Women who have experienced this can recognize that placating these men is a rational choice, a form of self-defense to protect against setting off an aggressor. But to male bystanders, it often looks like a warm welcome, and that helps to shift blame in the public eye from the harasser and onto his target, who’s failed to respond with the type of masculine bravado that men more easily recognize. Two weeks before the murders, Louis C.K.—who has always recognized pervasive male violence against women in his stand-up—spelled out how this works in an episode of Louie, where he recalls watching a man and a woman walking together on a date. “He goes to kiss her, and she does an amazing thing that women somehow learn how to do—she hugged him very warmly. Men think this is affection, but what this is is a boxing maneuver.” Women “are better at rejecting us than we are,” C.K. said. “They have the skills to reject men in the way that we can then not kill them.”
When Elliot Rodger finally snapped, he drove to a Santa Barbara sorority house as part of his plan to give the “female gender one last chance to provide me with the pleasures I deserved from them,” and killed two women who were walking outside.
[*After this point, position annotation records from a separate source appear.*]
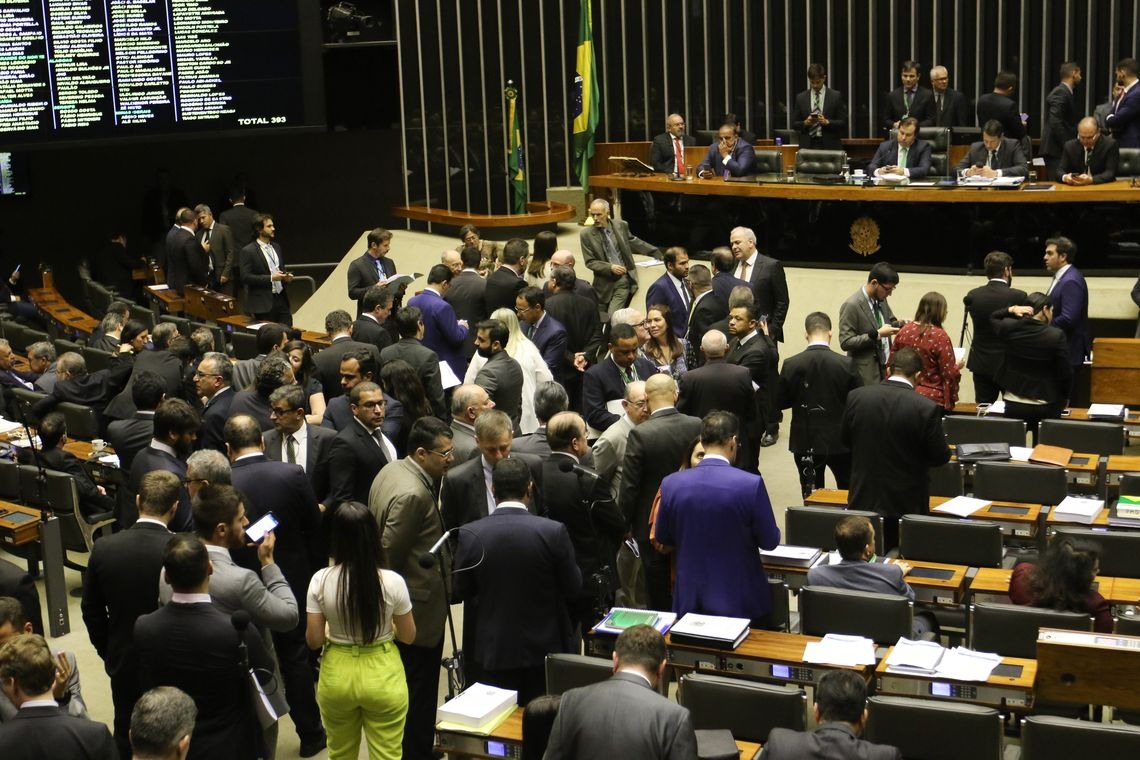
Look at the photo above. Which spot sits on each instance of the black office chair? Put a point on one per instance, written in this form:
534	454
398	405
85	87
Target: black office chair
974	542
1011	629
747	709
935	729
962	428
1120	550
816	526
1003	481
1048	737
568	671
881	618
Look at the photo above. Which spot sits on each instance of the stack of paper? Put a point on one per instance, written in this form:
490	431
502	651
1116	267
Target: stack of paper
837	650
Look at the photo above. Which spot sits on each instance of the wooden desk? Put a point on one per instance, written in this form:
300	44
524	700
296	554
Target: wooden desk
1009	687
506	742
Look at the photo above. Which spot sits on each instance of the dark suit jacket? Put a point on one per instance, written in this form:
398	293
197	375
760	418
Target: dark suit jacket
835	111
921	107
527	563
1104	160
46	732
895	436
986	350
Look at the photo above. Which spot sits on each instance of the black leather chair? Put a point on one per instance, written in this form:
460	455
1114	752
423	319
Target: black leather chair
935	729
747	709
881	618
1011	629
974	542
Before he hit the sorority house, he stabbed three men in his apartment; after he left the sorority, he killed another man who was entering a nearby convenience store. In the course of the attack, he wounded 13 more people. Rodger hated all the women who did not provide him sex, but he also resented the men he felt had been standing in the way of his conquests, though they were never made aware of this belief. (Many men die of domestic-violence-related murders this way, killed by ex-boyfriends, ex-husbands, and family members of the women in their lives.) Some men are using this death count to claim that Rodger’s killings were not motivated by misogyny, but that is a simplistic account of how misogyny operates in a society that privately abides the hatred of women unless it’s expressed in its most obvious forms.